A flying car in mid-2015? There are no guarantees in the world of envelope-pushing, mind-bending military tech, but DARPA says both AAI and Lockheed Martin have produced “feasible designs” for its Transformer (TX) program, known more casually as the “flying Humvee” initiative. Both designs have moved to Phase 2, which requires them to begin work on prototypes for evaluation at the end of fiscal 2012.
This development also brings us a full phase closer to Phase 3, which is where things get really interesting: ground and flight demonstrations, slated for mid-fiscal 2015 should Phase 2 come off as planned. That’s just four years from right now. Given that we’ve been waiting for our cars to take flight for a century now, four years seems pretty reasonable by comparison.

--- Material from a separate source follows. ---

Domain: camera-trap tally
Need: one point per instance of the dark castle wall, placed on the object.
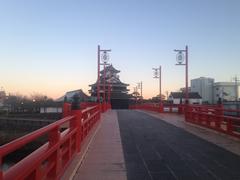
(120, 103)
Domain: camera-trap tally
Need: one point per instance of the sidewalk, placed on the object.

You may recall from our relentless fawning over the Transformer program that the flying Humvee needn’t just be a roadable aircraft. Its design parameters call for a durable on- and off-road capable vehicle that can take small arms fire in stride and make a speedy shift from ground vehicle to vertical-takeoff-and-landing aircraft. It also needs to be easy enough to pilot that any grunt with a driver’s license can also grab the sticks of this new flying machine and be expected to pilot it safely (presumably with the help of autonomous computerized flight controls).
So you’re looking at some design incongruities there. It needs to be light enough to lift off vertically under its own power, yet will require a serious power plant (weight) and some kind of wings and/or propellor/ducted fan (more weight). It also needs space for all this extra hardware while still maintaining passenger space for four soldiers (including driver).
Like most of DARPA’s challenges, bringing this one to life won’t be simple. But speaking to a conference recently, DARPA Transformer program manager Stephen Waller told attendees that “we are seeing feasible designs,” Aviation Week’s Ares blog reports. That’s promising. Let’s just hope these things can actually get off the ground.